El desencadenante fue el empellón, como si Piotr fuese un niño estúpido al que podían mangonear. El rubor le cubrió las mejillas y le pegó un puñetazo en el pecho a Yuri; no muy violento pero sí lo bastante como para demostrarle que hablaba en serio.
—Solo te lo diré si prometes guardar el secreto.
—Venga, suéltalo ya —lo instó con mirada brillante. Pero no prometió nada.
Piotr buscaba a Sofía con desesperación. Debía hablar con ella, advertirla. Una gran angustia se había apoderado de él mientras recorría el prado con la mirada, tratando distinguir una cabellera rubio platino y un vestido sembrado de acianos. Zigzagueaba entre las tiendas y con cada paso tragaba saliva en un intento fútil de engullir la vergüenza.
¿Cómo había podido hacerlo? ¿Cómo había podido traicionarla solo porque estaba enfadado con Yuri? Escarbó la tierra polvorienta con el zapato; su único deseo era cavar un agujero profundo y quedarse allí. El sudor le empapaba la piel porque sabía que debía enfrentarse a Sofía. Y enseguida.
Pasó a toda velocidad junto a un grupo de hombres que arrojaban herraduras de hierro hacia unas estacas y ver que Yuri estaba entre ellos supuso un alivio. A lo mejor no se lo contaría a nadie... Pero entonces Piotr descubrió a Sofía: estaba a un lado de una de las tiendas más grandes, fácil de reconocer porque llevaba el vestido más bonito del prado.
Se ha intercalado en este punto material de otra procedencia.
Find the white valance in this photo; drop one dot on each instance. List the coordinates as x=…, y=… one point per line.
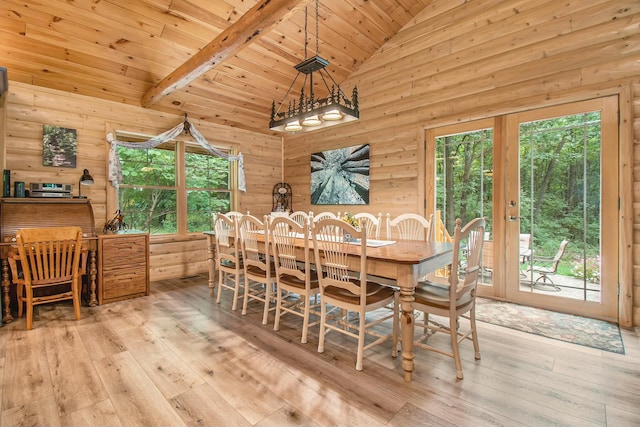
x=115, y=171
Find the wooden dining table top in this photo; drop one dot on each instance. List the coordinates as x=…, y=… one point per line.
x=406, y=262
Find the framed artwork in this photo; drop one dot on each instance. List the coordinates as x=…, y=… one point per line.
x=341, y=176
x=59, y=146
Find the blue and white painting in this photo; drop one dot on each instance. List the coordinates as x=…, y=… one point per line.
x=341, y=176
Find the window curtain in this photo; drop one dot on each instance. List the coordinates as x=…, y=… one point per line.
x=115, y=171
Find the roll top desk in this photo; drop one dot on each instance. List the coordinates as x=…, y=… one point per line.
x=17, y=213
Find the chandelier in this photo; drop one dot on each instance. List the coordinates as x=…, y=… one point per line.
x=310, y=112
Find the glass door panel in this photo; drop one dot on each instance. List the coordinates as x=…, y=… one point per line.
x=567, y=199
x=464, y=184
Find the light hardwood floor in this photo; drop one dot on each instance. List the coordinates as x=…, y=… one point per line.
x=177, y=358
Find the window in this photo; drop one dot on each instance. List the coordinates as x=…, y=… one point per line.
x=173, y=188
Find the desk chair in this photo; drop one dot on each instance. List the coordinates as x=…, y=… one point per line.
x=50, y=259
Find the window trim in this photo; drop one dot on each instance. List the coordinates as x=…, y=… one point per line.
x=181, y=211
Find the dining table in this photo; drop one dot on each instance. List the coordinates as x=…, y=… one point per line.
x=405, y=262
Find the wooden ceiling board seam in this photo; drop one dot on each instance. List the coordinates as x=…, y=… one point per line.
x=45, y=36
x=148, y=46
x=22, y=48
x=193, y=13
x=349, y=15
x=227, y=96
x=107, y=11
x=375, y=15
x=16, y=11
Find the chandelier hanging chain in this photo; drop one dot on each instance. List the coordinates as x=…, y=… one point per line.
x=306, y=35
x=317, y=29
x=311, y=112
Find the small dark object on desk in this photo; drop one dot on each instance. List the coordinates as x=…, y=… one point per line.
x=116, y=224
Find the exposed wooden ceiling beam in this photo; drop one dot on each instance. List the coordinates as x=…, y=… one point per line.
x=260, y=19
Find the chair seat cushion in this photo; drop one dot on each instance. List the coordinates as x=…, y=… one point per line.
x=375, y=293
x=437, y=295
x=256, y=271
x=298, y=283
x=225, y=263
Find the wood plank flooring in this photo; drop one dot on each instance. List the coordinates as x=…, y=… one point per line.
x=176, y=358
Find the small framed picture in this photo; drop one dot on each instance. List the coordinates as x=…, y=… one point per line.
x=340, y=176
x=59, y=146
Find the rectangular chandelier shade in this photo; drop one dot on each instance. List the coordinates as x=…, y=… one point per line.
x=310, y=113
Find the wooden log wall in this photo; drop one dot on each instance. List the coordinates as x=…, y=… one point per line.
x=30, y=107
x=459, y=61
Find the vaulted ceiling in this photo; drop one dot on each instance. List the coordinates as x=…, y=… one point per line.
x=223, y=61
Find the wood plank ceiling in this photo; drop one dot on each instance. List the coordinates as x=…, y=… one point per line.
x=223, y=61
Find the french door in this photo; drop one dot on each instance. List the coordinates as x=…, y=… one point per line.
x=541, y=177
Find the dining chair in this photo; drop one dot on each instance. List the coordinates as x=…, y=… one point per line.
x=322, y=215
x=297, y=281
x=371, y=223
x=299, y=216
x=259, y=272
x=50, y=260
x=409, y=226
x=228, y=257
x=342, y=291
x=454, y=298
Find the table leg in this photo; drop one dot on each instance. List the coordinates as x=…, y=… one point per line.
x=211, y=262
x=93, y=272
x=6, y=300
x=407, y=329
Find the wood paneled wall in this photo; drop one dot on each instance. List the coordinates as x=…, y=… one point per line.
x=460, y=61
x=30, y=107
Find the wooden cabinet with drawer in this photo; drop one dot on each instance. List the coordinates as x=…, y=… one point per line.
x=123, y=267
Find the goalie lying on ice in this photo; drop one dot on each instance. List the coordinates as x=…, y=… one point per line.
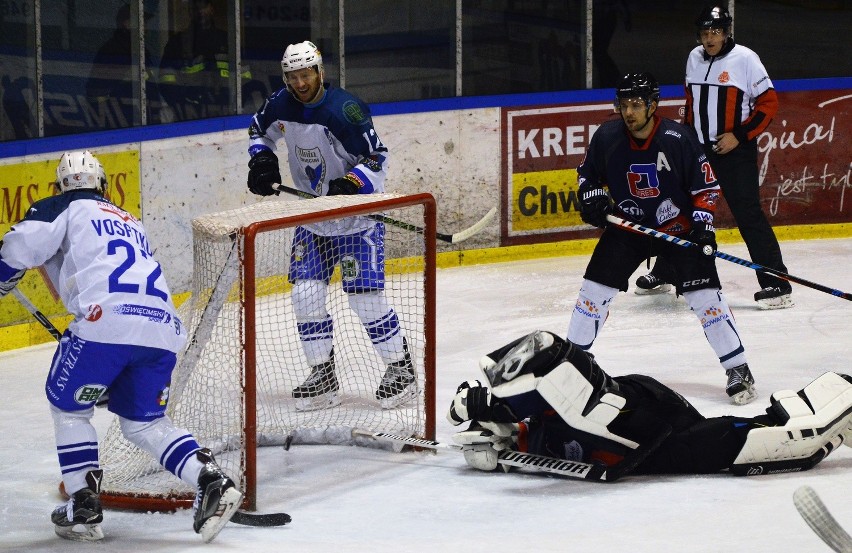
x=545, y=395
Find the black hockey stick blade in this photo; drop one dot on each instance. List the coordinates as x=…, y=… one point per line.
x=38, y=315
x=261, y=519
x=454, y=238
x=727, y=257
x=510, y=458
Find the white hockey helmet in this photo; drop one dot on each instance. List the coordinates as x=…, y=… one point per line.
x=300, y=56
x=80, y=170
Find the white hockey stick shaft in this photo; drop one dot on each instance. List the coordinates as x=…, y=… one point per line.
x=454, y=238
x=815, y=513
x=538, y=463
x=38, y=315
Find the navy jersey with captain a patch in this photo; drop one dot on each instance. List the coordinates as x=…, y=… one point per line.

Empezó a correr hacia ella, pero se detuvo al ver que estaba hablando con alguien y se le encogió el estómago cuando reconoció a su interlocutor: era el subdirector Stírjov, el que había pronunciado el discurso durante la reunión en la sala, el subdirector de todo el raion. El subdirector Stírjov era un hombre del Partido, un hombre que sabía distinguir entre el bien y el mal.
Sofía le estaba tendiendo algo pequeño envuelto en un trozo de tela y el corazón le dio un vuelco, porque sabía qué ocultaba la tela: el anillo de diamantes o tal vez el collar de perlas. Daba igual qué fuera, pero no cabía duda de que era una joya. Stírjov se guardó el objeto en el bolsillo del pantalón y después se inclinó hacia delante y trató de darle un beso en la boca. Piotr estaba estupefacto. ¿Qué le había hecho Sofía a ese hombre? También estaba corrompiendo a Stírjov.
En lo alto del cielo azul un sonido parecido al remoto zumbido de una sierra mecánica empezó a taladrarle la cabeza y Piotr se dio cuenta de que era el Kokodril que se aproximaba. Se secó las palmas de las manos en los fondillos del pantalón. Había estado en lo cierto desde el principio: Sofía no solo era una fugitiva, sino una auténtica enemiga del pueblo. Saberlo le causó una punzada de tristeza porque la quería y, lo que era aún más importante, también la quería su padre.
Su padre. Debía encontrarlo y hablar con él. Piotr echó a correr.